「カエル博士あつまれー!」 in 第3回すぎなみサイエンスフェスタ
講師 富田 京一 氏(肉食爬虫類研究所所長)
2018年3月4日(日) セシオン杉並 参加者 80名
昨年に引き続き、「ドクタートミー」こと富田京一さんにお話して頂きました。
今年は、両生類・カエルをテーマに展開し、カエル・両生類好きの皆様が集まりました。内容のさわりとして…
カエルは哺乳類よりも繁栄している!?
カエルは「両生類」とよばれるグループの一員です。
両生類にはほかにもイモリ、サンショウウオなどの仲間が含まれていますが、代表的なものは何といってもカエルでしょう。
IUCN(国際自然保護連合)という機関が2008年にまとめたリストによると、現在、世界では6,347種の両生類が発見されており、中でもカエルは5,602種を数える大所帯です。
ちなみに、哺乳類はゾウもキリンもクジラもサルも何もかも全部足して5,488種です。

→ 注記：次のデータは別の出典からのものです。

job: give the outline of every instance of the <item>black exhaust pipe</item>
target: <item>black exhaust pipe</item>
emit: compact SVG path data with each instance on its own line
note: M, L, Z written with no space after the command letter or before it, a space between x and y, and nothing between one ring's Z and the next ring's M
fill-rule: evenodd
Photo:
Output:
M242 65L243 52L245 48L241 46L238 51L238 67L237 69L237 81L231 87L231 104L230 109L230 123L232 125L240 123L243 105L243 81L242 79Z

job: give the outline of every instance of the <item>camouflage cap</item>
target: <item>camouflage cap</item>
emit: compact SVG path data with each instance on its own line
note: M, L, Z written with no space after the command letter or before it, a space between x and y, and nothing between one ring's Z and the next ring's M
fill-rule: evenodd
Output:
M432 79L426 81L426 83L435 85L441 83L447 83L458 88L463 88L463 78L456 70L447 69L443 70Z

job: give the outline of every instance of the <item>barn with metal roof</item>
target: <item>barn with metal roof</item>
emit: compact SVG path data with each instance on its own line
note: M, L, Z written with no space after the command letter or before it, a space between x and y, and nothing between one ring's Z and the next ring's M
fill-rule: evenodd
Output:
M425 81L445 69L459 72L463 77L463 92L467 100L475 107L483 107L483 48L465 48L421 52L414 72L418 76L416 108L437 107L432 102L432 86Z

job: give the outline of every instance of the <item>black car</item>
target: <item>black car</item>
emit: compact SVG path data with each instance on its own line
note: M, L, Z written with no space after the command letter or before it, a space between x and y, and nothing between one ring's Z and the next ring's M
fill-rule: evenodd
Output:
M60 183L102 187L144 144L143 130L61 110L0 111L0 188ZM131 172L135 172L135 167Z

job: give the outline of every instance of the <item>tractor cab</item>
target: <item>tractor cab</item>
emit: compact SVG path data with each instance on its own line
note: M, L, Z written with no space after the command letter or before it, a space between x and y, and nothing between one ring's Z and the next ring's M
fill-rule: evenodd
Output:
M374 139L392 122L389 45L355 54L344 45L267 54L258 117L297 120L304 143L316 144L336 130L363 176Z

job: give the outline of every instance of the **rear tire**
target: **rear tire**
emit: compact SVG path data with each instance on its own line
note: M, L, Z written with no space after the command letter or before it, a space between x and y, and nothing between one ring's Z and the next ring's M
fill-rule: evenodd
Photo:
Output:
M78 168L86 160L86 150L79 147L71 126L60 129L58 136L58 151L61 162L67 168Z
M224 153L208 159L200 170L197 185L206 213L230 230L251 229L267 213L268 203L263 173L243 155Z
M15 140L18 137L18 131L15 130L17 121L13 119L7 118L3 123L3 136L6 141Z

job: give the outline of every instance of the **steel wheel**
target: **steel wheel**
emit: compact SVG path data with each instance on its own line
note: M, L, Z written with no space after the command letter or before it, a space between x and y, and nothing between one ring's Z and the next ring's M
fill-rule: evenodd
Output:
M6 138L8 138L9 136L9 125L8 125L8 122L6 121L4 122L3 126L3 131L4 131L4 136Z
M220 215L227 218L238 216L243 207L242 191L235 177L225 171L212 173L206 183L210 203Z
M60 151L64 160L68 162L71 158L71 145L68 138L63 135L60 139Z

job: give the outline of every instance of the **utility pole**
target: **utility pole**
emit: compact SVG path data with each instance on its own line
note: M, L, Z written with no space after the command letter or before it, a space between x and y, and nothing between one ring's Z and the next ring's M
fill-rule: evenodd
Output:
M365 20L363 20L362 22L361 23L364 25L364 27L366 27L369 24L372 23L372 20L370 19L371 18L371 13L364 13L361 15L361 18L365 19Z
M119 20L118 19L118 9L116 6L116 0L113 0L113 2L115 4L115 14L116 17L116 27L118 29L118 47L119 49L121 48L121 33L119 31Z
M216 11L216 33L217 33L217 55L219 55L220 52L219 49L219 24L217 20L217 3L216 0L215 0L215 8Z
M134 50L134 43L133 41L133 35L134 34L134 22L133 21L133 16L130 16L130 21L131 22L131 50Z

種類数でいうなら、カエルは私たち哺乳類以上に大繁栄しているグループなのです。
南極大陸をのぞくほぼすべての陸地に分布しており、なかには北極圏内まで進出したものもいます。
カエルは、昆虫などの獲物をじっとすわったまま待ち伏せ、ネバネバした長い舌で一瞬にして巻き取ります。
食いしん坊のカエルは、人間にとっての「害虫」を含め、自然界のさまざまな虫を食べてくれます。

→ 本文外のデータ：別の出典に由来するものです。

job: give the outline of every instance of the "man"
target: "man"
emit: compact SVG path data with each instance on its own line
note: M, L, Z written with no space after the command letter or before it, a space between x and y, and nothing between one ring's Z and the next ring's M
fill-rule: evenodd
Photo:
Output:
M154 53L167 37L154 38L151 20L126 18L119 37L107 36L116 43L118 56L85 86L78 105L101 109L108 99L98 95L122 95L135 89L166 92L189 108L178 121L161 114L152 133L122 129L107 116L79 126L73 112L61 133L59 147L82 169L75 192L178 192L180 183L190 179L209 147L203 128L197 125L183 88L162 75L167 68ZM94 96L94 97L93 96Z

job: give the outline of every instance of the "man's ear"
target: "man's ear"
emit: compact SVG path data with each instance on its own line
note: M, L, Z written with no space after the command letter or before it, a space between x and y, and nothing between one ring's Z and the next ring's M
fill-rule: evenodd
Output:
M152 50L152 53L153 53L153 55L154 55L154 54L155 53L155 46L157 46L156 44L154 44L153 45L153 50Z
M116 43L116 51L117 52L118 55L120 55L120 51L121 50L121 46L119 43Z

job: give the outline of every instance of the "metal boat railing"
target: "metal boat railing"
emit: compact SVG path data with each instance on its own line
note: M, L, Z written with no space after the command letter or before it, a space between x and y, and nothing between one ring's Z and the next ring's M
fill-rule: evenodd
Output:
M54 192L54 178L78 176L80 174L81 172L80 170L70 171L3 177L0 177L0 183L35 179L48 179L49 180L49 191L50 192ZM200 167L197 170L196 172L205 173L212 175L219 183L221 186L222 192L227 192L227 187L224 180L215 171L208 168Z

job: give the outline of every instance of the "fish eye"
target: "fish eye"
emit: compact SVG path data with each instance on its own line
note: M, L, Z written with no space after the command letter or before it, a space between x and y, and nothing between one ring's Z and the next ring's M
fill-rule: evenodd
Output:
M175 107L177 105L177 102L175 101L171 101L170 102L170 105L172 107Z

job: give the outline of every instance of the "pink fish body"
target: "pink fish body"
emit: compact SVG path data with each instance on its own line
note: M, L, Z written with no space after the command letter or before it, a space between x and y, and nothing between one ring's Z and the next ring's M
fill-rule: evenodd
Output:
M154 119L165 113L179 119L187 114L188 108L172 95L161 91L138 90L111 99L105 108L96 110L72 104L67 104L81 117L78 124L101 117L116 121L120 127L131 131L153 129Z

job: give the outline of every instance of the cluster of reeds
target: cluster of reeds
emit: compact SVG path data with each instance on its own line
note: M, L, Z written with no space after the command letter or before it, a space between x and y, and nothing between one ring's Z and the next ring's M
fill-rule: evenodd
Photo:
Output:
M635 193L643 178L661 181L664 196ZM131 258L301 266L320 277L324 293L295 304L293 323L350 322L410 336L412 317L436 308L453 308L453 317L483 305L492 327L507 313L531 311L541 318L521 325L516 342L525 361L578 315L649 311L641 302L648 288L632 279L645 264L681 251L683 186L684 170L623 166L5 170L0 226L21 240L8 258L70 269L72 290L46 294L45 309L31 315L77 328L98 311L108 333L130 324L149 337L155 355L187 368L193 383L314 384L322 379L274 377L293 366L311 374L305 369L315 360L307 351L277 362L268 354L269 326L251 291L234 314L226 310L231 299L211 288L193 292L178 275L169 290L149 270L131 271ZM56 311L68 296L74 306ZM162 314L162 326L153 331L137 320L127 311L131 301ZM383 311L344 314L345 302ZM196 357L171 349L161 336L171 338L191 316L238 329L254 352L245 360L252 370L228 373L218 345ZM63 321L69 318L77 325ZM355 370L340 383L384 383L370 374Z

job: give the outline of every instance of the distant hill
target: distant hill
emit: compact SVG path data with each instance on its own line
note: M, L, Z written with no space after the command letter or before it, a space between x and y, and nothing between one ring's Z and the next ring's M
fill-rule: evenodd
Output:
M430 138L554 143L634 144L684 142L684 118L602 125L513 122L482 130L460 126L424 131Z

さらに、そうして肥え太ったカエル自身は、鳥獣やヘビなどおびただしい肉食動物の餌となり、これらの生命を維持させるという重要な役割を果たしています。
カエルの仲間、両生類ってどんな動物?
両生類は約3億8000万年前、最初に陸上への進出を果たした脊椎動物(背骨を持つ動物)ですが、陸上生活への適応は不完全で、子孫を残すためには水辺から遠く離れることができません。

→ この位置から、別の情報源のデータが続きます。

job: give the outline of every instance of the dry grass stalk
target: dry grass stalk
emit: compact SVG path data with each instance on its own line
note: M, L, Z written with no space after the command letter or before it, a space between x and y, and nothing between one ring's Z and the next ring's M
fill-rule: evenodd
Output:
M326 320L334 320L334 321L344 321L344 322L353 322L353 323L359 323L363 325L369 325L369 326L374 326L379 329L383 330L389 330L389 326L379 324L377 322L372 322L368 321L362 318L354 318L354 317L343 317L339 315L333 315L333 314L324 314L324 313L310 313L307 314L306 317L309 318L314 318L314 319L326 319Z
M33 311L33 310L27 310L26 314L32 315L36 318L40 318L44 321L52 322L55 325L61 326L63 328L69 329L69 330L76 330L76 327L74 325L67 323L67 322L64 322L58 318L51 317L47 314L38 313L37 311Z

日本語で言う両生類とは英語で「水陸両生のもの」を意味する“Amphibia”という言葉を明治時代に翻訳したものです。
それは水陸両用の乗り物やトライアスロン選手のように輝かしいものではなく、水中と陸上の両方にしばられてうろうろせざるをえない、気の毒なイメージのほうが実像に近いかもしれません。
日本はカエル大国だ!!
現在の日本には少なくとも43種類のカエルの生息が知られています。
これほどの多様性は、南北に長く、しかもいくつもの島々に分かれた列島の形、起伏に富んだ地形、そして降水に恵まれた気候などさまざまな好条件が作用して生み出されたものです。
両生類好きの子供も親も、わいわい言いながら楽しんでいただけました。